VANCOUVER – After a years-long joint investigation by multiple international agencies, authorities have finally arrested the drug kingpin responsible for supplying all squirrels with massive quantities of amphetamines for decades.
Nathan Kingsland was taken into custody earlier today after CSIS investigators were tipped off to his location by a rat.
“Squirrels everywhere have been zipping around on uppers for too long,” said officer Sean Rikkers at a press conference. “After years of intelligence gathering by elderly undercover agents stationed in parks across North America, we have finally rooted out the source of this wide-ranging problem.”
A raid of Kingsland’s palatial compound revealed numerous vaults full of carefully sorted nuts, apparently received as payment for drug deals. A further search of the location revealed additional nut reserves buried underground, likely for winter.
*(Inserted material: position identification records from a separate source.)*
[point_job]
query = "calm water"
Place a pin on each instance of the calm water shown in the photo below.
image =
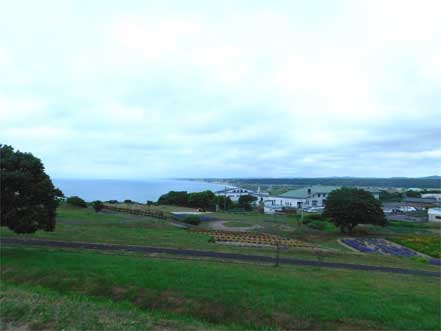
(140, 191)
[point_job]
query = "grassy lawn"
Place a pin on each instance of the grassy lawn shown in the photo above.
(237, 295)
(27, 307)
(84, 225)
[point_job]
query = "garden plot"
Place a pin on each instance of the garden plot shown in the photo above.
(254, 239)
(385, 247)
(382, 246)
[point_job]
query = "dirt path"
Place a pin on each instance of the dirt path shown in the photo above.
(197, 253)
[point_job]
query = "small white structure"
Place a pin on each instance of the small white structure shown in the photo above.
(312, 197)
(235, 193)
(436, 196)
(434, 214)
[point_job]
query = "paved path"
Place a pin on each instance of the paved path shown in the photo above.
(197, 253)
(219, 225)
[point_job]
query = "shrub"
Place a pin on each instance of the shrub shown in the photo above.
(317, 225)
(28, 198)
(77, 202)
(97, 205)
(193, 220)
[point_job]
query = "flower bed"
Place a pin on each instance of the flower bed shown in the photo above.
(252, 238)
(389, 248)
(380, 246)
(430, 245)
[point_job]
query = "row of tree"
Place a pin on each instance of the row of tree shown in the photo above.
(205, 200)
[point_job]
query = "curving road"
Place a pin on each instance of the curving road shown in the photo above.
(197, 253)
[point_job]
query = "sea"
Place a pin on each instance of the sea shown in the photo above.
(139, 191)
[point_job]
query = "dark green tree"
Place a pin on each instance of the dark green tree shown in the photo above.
(205, 200)
(413, 194)
(348, 207)
(98, 205)
(76, 201)
(223, 202)
(245, 201)
(174, 198)
(28, 198)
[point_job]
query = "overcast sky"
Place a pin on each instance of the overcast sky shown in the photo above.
(145, 89)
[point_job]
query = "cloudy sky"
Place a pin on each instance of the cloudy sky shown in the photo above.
(145, 89)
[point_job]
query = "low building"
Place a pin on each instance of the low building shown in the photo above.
(235, 193)
(434, 214)
(307, 197)
(436, 196)
(420, 202)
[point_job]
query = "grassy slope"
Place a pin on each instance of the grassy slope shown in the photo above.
(25, 307)
(77, 224)
(245, 295)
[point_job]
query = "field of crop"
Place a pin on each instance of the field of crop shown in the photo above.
(130, 290)
(252, 238)
(430, 245)
(84, 225)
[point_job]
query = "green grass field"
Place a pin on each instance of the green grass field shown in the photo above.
(236, 296)
(74, 289)
(84, 225)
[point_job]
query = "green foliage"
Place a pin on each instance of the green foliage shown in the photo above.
(28, 199)
(205, 200)
(390, 197)
(246, 200)
(98, 205)
(224, 203)
(192, 219)
(413, 194)
(76, 201)
(430, 245)
(348, 207)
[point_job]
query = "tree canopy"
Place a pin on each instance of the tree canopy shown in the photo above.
(28, 198)
(204, 199)
(246, 200)
(348, 207)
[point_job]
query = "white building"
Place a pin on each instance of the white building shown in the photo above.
(434, 214)
(436, 196)
(312, 196)
(235, 193)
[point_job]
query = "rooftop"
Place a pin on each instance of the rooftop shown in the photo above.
(303, 192)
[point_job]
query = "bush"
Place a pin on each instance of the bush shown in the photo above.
(317, 225)
(97, 205)
(77, 202)
(28, 198)
(193, 220)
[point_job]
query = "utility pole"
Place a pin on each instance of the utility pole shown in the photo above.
(277, 253)
(225, 199)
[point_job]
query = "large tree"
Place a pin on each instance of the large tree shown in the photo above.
(348, 207)
(245, 201)
(28, 198)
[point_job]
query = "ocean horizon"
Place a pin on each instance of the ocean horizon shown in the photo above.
(135, 190)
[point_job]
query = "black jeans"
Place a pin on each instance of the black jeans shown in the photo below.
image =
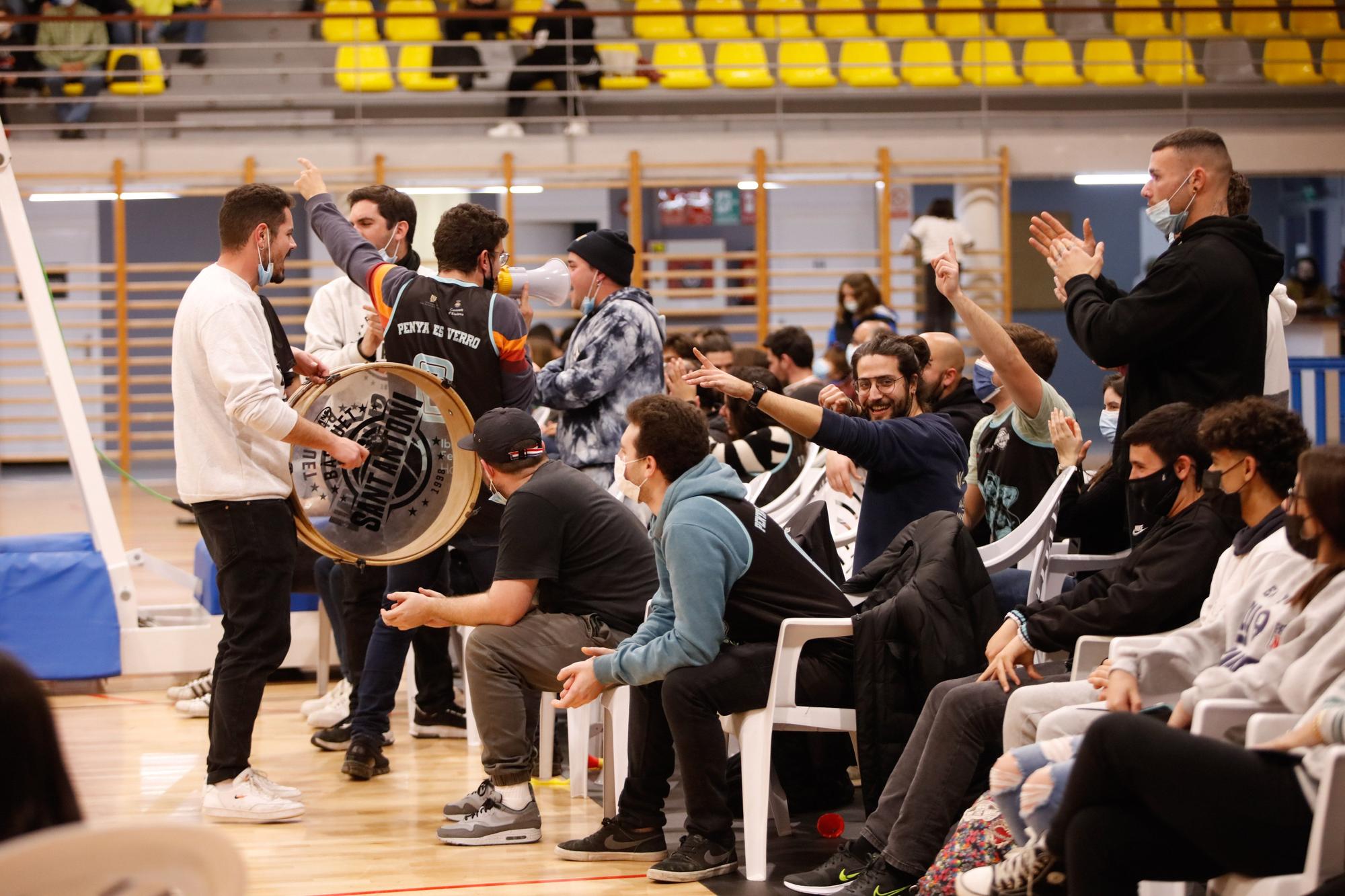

“There is this popular belief that squirrels are just naturally twitchy, bug-eyed and manic,” explained rodent-rights activist Sarah Esguerra, “when in fact they have simply been gripped the throes of a speed-high for generations, desperately stuffing their cheeks full of the goods needed to procure their next fix. Thanks to this arrest we can finally expect squirrels to return to their natural state of graceful, pensive, elegant movement, not unlike their cousins the sloths.”
“I am sick of people thinking they can lean on stereotypes like the highly offensive squirrel from the Ice Age movies,” stated Esguerra, “when in reality there is nothing funny about seeing a poor animal hit rock bottom due to addiction, standing in the middle of the street unable to even decide which side to run to in order to avoid an oncoming vehicle. None of this would have happened if they hadn’t first gotten hooked on Adderall thanks to those know-it-all owls!”
Authorities refuse to comment on whether they intend to follow up this high profile arrest by going after whoever has been supplying the world’s pandas with cannabis.